部屋に設置している時計で時間を確認し、野島家に入った時間をノートに記入する。
あの勝手口から出てきたら、また自宅の人感センサーが反応して鈴の音が鳴るので、それまでの間、高梁は部屋に積まれた、ファッション雑誌を開き、四人の恰好と似ているものを探す。
カーテンを閉め部屋の照明をつけ、ファッション雑誌の表紙に四色の付箋を貼る。
この四色は四人組を表し、付箋でどの人物がどのようなコーディネイトをしていたのか、分かるように。
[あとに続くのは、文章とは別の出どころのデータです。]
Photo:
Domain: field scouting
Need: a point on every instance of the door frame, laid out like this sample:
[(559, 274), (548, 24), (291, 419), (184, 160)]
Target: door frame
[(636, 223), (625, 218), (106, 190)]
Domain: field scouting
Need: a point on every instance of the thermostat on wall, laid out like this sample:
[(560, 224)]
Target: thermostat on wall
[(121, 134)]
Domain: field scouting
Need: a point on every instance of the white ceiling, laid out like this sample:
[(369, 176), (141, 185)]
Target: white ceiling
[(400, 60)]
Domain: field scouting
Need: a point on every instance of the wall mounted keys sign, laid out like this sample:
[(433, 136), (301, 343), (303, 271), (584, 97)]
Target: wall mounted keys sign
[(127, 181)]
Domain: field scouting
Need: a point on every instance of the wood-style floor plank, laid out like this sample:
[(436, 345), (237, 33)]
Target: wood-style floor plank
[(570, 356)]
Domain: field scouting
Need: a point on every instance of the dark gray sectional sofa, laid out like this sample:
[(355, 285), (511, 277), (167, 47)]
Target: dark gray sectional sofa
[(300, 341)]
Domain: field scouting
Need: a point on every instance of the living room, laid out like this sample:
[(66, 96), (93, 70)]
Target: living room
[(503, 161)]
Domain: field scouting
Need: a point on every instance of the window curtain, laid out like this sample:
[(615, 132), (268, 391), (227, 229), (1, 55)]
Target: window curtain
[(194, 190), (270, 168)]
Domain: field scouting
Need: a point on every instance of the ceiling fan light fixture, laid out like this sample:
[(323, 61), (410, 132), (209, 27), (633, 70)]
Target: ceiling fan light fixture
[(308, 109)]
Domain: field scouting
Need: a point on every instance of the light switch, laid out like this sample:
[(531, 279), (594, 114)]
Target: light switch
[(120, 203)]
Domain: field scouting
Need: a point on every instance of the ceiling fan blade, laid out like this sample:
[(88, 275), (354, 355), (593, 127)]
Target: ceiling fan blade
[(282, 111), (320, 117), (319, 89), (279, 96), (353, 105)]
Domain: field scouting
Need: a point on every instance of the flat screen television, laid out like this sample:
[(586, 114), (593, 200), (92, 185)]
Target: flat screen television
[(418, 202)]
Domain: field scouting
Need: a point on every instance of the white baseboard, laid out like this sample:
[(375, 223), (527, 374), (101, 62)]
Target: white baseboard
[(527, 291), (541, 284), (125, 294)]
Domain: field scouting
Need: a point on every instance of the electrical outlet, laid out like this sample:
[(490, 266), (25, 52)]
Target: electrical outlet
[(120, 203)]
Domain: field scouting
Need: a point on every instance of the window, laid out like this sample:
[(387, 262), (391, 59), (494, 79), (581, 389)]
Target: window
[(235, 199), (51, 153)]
ページを捲り似た洋服を赤い油性ペンで囲い、付箋を貼る。
四人は全員、流行の洋服を身につけていたので、雑誌も二冊で済んだ
そして鈴の音が鳴り、高梁は再び照明を消し、遮光カーテンを開けると、四人が野島家から出てきた所だった。
高梁は時計で時刻を確認して書き込んだ。
「ん…………」
四人のうちの一人が、手に何かを持っているのが見えた。
四人ともボディバッグやリュックサックを背負っているので、室内でバッグを開けてなにかを取り出し、そのまま手に持って出てきたのか? と高梁は考えたが、手に何かを持っているロングヘアの人物が三人に声を掛け、その手元を覗き込んだので――野島家からなにかを持ち出したのだと高梁は思った。
「面倒だ」
高梁は窓際の床に置いている暗視スコープを手に取り、持ち出したものを凝視する。
「本? ノート?」
開いている形から、ノートのようなものなのは分かったが、なにが書かれているかは見えなかった……はずなのだが、突如文字が歪んだ。
「あ…………」
歪んだ文字だが、日本語でも英語でも中国語でもない――悪戯書きのほうが、まだ分かりそうななにか。
だが高梁はそれが文字だと分かってしまった。
高梁は暗視ゴーグルを切り、頭を守るように抱えて蹲る。体は震えが止まらず――震えが止まったときには、すでに四人組の姿はなかった。
高梁は慣れた家で体をぶつけながら、二階のキッチンでコップに水を注ぐと、油と生臭さが混じった異臭が高梁の鼻だけではなく、肌や目に襲い掛かる。
「ひぃぃぃ!」
高梁はその臭いを高梁は何度も経験していた。水道を止め、無駄だと分かっているが布巾で蛇口を包み、冷蔵庫横に積んでいる、ダンボールからお茶のペットボトルを取り出し、廊下でキャップを開けるが、それも水道の水同様、腐臭と何かが混ざった臭いがしてきた。
急いでキャップを閉め、先ほど四人組を記録したノートと、ファッション雑誌を手に一階に降りて、宛名を書きシールも剥がしているレターパックに、持って降りたノートと雑誌を乱暴に入れて封をして家を出た。
高梁は中学生のときイジメで不登校になり、それから六年近く学校には通っていなかった。
他者からみたら自堕落な生活――家族と顔を合わせたくなく、昼夜逆転の生活をしていた高梁は、彼が一番目が冴える深夜に、隣家の野島家に侵入するなにかを見てしまった。
それが高梁に引き篭もりを選ばせることになる。